Pamiętam jak Tomek obronił dwa karne w Pucharze Polski z Lechem Poznań i wygraliśmy. To było wielkie!
udawanie greka to tez sukces
a jakie ci on mial sukcesy ze zaden prawdziwy i bigaty klub go nie kupil zeby z zyskiem sprzedac
Tomek - olej to !!!! Podobnie zrobili z Mietkiem Ozogiem czy Pawłem Rybakiem. Nic nowego. Dopóki bedzie sie tam panoszył pewniak siebie Szymański, Kaczmarski i były super Prezio, to nie będzie inaczej. Amatorka klubu woła o pomste do nieba. Duuuuzo mozna by mówic, ale kto siedzi bliżej pewnych spraw, to wie co jest tam grane........ Tomek ja osobiście dziekuje Ci za profesjonalizm przez lata, za ambicje i wolę walki - nawet jak Ci nie wychodziło. Wazniejsze jest uznanie kibiców jak podziekowania od tych bubków!!!! Trzymaj się!
Wywalic na zbity pysk to trzeba prezesa Szymanskiego a nie Wieteche.Bronmy Wietechy bo to mu sie nalezy.Hej
Tomek powinien trenować bramkarzy w Stali a nie gdzieś indziej.
~Stan - a oprócz wyniku, widziałeś coś więcej? Co ma do tego bramkarz?
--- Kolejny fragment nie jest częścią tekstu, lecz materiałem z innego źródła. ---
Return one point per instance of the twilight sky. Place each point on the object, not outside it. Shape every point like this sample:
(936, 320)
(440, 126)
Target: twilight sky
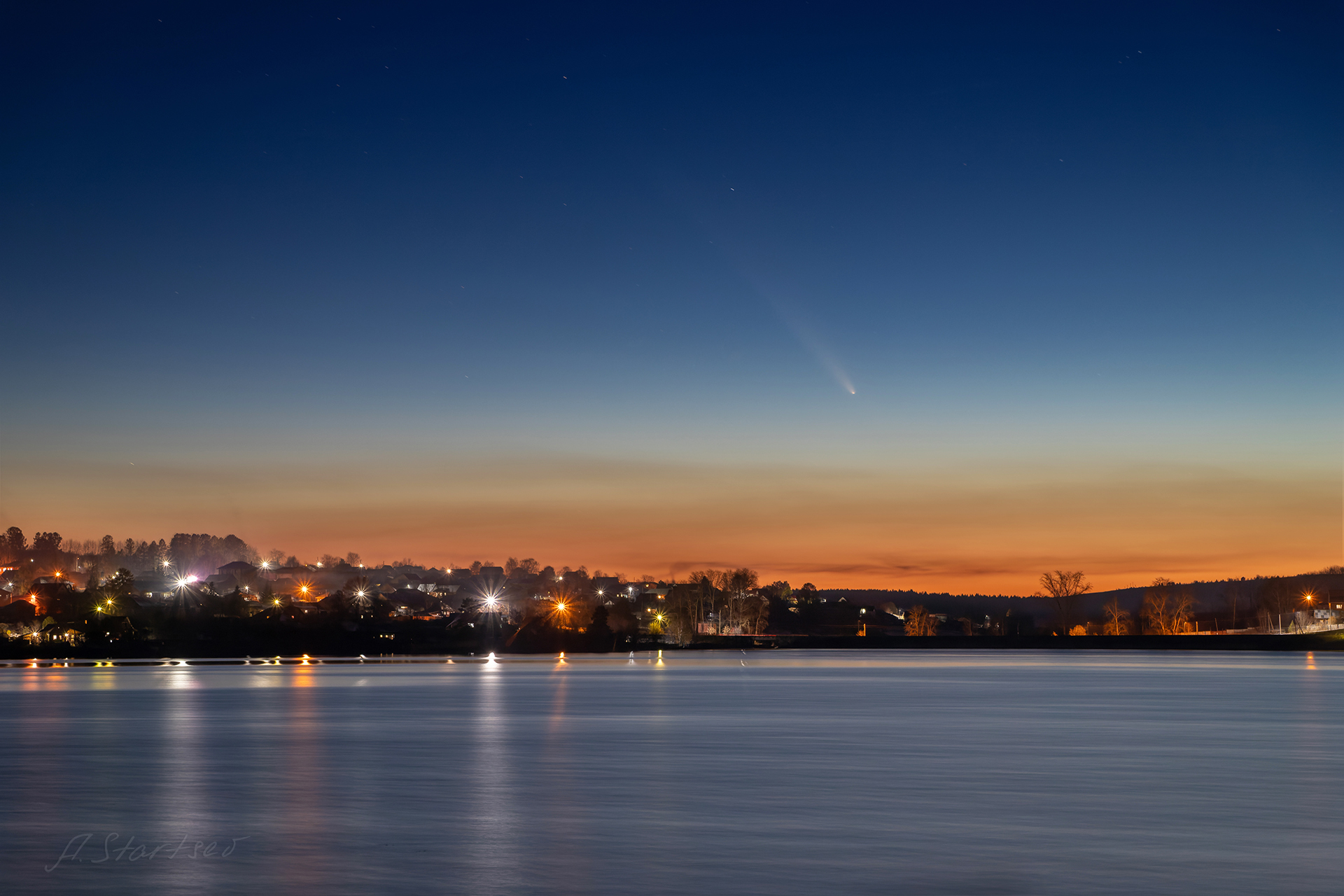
(933, 298)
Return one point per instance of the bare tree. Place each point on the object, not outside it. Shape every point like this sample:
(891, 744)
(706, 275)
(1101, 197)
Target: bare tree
(1167, 612)
(1117, 620)
(1066, 589)
(1233, 597)
(920, 622)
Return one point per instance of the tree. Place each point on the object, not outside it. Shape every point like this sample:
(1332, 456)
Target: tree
(1117, 620)
(920, 622)
(1167, 612)
(46, 542)
(15, 543)
(120, 583)
(1233, 597)
(1066, 589)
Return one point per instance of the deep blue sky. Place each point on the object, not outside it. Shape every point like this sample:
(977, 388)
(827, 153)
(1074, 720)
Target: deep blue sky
(239, 241)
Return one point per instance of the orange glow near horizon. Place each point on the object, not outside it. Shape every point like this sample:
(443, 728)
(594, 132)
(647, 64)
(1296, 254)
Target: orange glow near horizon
(951, 530)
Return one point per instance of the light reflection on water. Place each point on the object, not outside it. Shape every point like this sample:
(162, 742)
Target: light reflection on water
(796, 773)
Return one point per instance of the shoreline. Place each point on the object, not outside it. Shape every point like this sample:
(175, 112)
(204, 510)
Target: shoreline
(171, 653)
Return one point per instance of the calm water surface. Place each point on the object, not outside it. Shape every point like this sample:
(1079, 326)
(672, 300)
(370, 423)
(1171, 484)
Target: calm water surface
(765, 773)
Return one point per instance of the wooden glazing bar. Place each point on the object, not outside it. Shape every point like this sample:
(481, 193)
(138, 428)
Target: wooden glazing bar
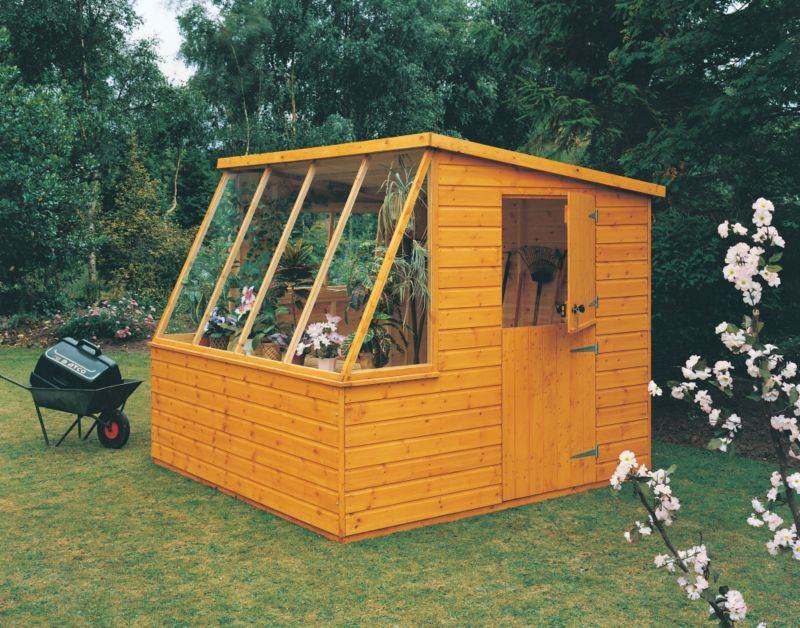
(187, 265)
(276, 257)
(386, 266)
(322, 273)
(234, 252)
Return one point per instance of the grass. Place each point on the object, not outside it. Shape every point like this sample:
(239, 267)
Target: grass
(100, 537)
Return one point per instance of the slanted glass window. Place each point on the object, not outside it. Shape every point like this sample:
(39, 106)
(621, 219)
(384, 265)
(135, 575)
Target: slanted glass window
(228, 208)
(288, 266)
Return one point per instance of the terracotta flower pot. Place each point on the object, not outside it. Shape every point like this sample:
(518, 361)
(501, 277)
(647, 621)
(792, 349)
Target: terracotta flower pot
(327, 364)
(366, 360)
(219, 343)
(269, 350)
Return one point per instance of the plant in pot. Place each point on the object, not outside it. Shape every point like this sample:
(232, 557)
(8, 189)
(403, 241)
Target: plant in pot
(219, 329)
(408, 281)
(324, 342)
(267, 332)
(383, 334)
(296, 269)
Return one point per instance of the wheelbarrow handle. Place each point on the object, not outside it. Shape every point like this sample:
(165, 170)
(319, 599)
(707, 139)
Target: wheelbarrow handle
(16, 383)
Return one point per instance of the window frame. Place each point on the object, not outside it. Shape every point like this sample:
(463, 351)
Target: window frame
(425, 175)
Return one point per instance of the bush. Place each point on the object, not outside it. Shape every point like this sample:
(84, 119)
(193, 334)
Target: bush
(119, 320)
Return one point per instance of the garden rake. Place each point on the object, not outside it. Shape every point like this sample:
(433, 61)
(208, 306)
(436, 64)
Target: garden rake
(542, 263)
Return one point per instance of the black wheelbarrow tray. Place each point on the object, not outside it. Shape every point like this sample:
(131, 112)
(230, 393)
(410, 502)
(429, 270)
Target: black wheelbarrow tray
(103, 406)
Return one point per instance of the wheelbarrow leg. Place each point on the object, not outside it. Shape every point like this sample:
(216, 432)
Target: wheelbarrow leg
(41, 424)
(71, 427)
(91, 429)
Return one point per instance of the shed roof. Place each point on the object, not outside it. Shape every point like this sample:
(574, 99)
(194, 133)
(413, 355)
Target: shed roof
(434, 140)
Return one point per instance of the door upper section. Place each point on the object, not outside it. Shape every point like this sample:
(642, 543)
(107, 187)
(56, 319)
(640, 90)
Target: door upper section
(581, 287)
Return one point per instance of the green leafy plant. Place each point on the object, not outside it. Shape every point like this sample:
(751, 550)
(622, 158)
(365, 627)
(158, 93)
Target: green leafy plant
(383, 334)
(295, 269)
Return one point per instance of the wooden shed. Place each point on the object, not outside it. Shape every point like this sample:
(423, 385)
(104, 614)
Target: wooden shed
(496, 314)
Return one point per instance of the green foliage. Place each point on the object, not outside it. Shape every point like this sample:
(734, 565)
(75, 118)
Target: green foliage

Być może mógł lepiej zachować się przy pierwszej bramce, reszta to kontry.
Tomek swoje dla Stali zrobił, ale ostatnio nie był już tak pewny jak się tego oczekiwało, więc trzeba było coś zmienić i tyle. Oby udało mu się szybko znaleźć robotę i grać dalej skoro jeszcze chce i może. Mam też nadzieję, że wróci kiedyś do nas jako trener i będzie wpajał młodym, jak być twardym, bo tego jak widać naszych juniorom zwykle brakuje...
A ja myślałem że w sporcie grają najlepsi bez względu na wiek a tu proszę myliłem się. Ale jako były zawodnik to wiem że młodym lepiej się gra jak w drużynie grają rutyniarze. Bardzo szanuję TOMKA WIETECHĘ bo znam go osobiście i wiem że to bardzo ambitny sportowiec i jak na bramkarza wcale nie jest za stary jak tu nie którzy sugerują. Inna sprawa że klub szuka graczy za maksimum 3000 złotych, oszczędności które mogą sprowadzić naszą STALÓWKĘ do 3 ligi za rok. Tomek nie podpisuj dłuższego kontraktu niż na pół roku bo na wiosnę możesz być potrzebny naszej STALÓWCE.
Tomek Wietecha- szacunek za wszystko co zrobileś dla Stalówki, mam nadzieję, że jeszcze kiedyś wrócisz do nas na bramkę! Trzymaj się!
Tomek Wietecha- szacunek za wszystko co zrobileś dla Stalówki, mam nadzieję, że jeszcze kiedyś wrócisz do nas na bramkę! Trzymaj się!